Tsinghua Shenzhen International Graduate School, Tsinghua University, Shenzhen, 518055, People's Republic of China.
South China Institute of Environmental Sciences, Ministry of Ecology and Environment of PRC, Guangzhou, 510655, People's Republic of China.
Chemosphere. 2022 Dec;308(Pt 3):136447. doi: 10.1016/j.chemosphere.2022.136447. Epub 2022 Sep 15.

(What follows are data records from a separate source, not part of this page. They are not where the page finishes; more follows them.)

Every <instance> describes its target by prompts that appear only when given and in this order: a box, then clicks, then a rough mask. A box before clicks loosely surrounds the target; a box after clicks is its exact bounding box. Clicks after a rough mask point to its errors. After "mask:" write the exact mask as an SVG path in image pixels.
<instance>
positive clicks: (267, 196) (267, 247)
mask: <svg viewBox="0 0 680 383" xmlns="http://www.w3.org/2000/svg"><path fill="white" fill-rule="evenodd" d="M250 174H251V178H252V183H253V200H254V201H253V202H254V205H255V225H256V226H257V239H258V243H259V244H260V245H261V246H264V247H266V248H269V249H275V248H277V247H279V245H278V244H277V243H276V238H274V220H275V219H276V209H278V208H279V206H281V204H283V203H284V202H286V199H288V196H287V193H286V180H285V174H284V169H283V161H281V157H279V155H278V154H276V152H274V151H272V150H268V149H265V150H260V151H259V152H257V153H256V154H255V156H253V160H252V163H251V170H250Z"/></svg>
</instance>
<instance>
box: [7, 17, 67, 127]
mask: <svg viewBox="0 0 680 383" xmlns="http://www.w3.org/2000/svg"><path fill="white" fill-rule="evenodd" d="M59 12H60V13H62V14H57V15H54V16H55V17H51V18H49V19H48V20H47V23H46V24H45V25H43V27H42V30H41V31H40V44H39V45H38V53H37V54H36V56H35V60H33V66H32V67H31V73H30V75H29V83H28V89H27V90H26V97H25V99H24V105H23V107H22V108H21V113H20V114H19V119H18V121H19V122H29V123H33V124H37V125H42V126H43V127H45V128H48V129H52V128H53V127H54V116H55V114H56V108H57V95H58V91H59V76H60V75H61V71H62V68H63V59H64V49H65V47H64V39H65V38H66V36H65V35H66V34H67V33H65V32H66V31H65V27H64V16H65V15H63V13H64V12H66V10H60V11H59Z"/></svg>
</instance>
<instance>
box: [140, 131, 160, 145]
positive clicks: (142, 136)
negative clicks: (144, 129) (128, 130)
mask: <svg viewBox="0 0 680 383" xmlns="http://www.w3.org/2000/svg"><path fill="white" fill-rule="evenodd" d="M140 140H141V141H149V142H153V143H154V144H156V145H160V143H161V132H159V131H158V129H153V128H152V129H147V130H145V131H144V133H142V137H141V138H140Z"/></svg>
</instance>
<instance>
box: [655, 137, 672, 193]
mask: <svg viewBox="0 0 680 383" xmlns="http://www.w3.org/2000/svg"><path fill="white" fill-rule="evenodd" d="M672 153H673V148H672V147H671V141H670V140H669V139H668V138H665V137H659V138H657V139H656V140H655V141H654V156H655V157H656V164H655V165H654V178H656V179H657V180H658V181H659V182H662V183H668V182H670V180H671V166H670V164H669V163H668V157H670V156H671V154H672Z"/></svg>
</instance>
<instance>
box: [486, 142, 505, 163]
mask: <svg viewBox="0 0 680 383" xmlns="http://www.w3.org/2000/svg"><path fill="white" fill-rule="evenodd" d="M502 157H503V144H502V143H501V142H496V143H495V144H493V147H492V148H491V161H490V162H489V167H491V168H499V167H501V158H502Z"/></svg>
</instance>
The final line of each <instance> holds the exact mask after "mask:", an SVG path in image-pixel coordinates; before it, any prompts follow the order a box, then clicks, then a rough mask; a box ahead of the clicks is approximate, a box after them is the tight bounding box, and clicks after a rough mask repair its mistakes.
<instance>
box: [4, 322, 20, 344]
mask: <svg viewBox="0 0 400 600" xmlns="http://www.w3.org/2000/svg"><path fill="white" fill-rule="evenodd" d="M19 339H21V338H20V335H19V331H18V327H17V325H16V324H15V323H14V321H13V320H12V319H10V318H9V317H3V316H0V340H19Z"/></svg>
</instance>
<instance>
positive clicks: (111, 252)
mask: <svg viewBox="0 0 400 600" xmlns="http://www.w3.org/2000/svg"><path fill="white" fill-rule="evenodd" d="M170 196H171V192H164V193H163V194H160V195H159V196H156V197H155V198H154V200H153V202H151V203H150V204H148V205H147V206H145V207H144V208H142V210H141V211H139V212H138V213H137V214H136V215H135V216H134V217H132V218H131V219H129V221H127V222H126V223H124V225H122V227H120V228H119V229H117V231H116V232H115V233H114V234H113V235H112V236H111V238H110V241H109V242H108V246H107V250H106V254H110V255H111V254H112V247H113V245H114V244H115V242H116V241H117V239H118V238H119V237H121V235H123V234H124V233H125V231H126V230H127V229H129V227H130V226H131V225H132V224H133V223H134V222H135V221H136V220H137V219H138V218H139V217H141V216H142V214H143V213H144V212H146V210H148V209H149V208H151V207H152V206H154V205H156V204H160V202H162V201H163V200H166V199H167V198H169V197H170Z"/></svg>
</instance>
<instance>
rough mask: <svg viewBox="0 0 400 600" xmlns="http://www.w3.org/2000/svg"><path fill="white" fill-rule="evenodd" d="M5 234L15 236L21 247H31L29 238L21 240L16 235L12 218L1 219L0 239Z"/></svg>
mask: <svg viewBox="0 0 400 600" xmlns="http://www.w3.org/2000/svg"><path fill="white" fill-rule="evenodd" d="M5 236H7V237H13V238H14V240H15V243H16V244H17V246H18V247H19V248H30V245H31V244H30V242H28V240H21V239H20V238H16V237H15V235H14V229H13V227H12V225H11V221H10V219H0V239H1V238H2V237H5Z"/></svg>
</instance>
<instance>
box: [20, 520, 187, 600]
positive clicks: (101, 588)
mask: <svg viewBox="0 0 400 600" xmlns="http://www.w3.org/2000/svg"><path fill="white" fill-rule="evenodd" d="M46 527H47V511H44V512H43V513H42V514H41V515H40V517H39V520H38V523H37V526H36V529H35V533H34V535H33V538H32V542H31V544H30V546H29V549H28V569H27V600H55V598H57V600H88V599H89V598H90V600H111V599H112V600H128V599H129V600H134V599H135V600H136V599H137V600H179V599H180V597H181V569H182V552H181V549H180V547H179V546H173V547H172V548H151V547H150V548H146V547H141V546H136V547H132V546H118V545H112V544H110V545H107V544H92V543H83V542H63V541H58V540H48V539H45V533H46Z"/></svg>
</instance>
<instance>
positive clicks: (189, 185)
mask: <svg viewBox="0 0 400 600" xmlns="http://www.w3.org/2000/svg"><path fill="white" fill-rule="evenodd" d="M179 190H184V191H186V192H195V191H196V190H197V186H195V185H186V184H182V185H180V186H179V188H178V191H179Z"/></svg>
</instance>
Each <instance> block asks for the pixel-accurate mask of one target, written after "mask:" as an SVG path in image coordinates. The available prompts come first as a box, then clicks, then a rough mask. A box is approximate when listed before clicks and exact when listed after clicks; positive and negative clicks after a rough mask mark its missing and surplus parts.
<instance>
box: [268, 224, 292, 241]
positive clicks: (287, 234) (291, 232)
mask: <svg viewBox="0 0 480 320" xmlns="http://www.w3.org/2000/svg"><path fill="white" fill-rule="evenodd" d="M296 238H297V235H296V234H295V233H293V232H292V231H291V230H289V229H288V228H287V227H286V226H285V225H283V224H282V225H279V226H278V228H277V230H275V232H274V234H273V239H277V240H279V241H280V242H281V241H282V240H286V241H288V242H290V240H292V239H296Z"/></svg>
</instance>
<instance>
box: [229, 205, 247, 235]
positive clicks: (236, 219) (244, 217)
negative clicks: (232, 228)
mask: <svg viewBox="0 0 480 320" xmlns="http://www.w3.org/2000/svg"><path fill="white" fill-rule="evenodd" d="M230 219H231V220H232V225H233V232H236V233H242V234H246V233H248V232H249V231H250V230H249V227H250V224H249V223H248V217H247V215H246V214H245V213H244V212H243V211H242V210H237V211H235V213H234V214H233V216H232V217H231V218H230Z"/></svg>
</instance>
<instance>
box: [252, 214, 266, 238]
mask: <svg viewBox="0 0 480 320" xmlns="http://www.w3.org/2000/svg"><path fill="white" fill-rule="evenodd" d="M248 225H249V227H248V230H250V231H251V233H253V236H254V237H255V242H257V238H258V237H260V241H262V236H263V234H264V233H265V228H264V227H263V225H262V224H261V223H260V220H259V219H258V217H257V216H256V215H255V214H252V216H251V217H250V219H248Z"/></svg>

Energy crisis and environmental pollution have become the bottleneck of human sustainable development. Therefore, there is an urgent need to develop new catalysts for energy production and environmental remediation. Due to the high cost caused by blind screening and limited valuable computing resources, the traditional experimental methods and theoretical calculations are difficult to meet with the requirements. In the past decades, computer science has made great progress, especially in the field of machine learning (ML). As a new research paradigm, ML greatly accelerates the theoretical calculation methods represented by first principal calculation and molecular dynamics, and establish the physical picture of heterogeneous catalytic processes for energy and environment. This review firstly summarized the general research paradigms of ML in the discovery of catalysts. Then, the latest progresses of ML in light-, electricity- and enzyme-mediated heterogeneous catalysis were reviewed from the perspective of catalytic performance, operating conditions and reaction mechanism. The general guidelines of ML for heterogeneous catalysis were proposed. Finally, the existing problems and future development trend of ML in heterogeneous catalysis mediated by light, electricity and enzyme were summarized. We highly expect that this review will facilitate the interaction between ML and heterogeneous catalysis, and illuminate the development prospect of heterogeneous catalysis.
能源危机和环境污染已成为人类可持续发展的瓶颈。因此,迫切需要开发用于能源生产和环境修复的新型催化剂。由于盲目筛选和有限的有价值计算资源所导致的高成本,传统的实验方法和理论计算难以满足需求。在过去的几十年中,计算机科学取得了巨大的进步,特别是在机器学习(ML)领域。作为一种新的研究范例,ML 极大地加速了以第一性原理计算和分子动力学为代表的理论计算方法的发展,并为能源和环境中的多相催化过程建立了物理图像。本综述首先总结了 ML 在催化剂发现方面的一般研究范例。然后,从催化性能、操作条件和反应机制的角度综述了 ML 在光、电和酶介导的多相催化中的最新进展。提出了 ML 在多相催化中的一般指导原则。最后,总结了光、电和酶介导的多相催化中 ML 存在的问题和未来发展趋势。我们高度期望,这篇综述将促进 ML 与多相催化之间的相互作用,并阐明多相催化的发展前景。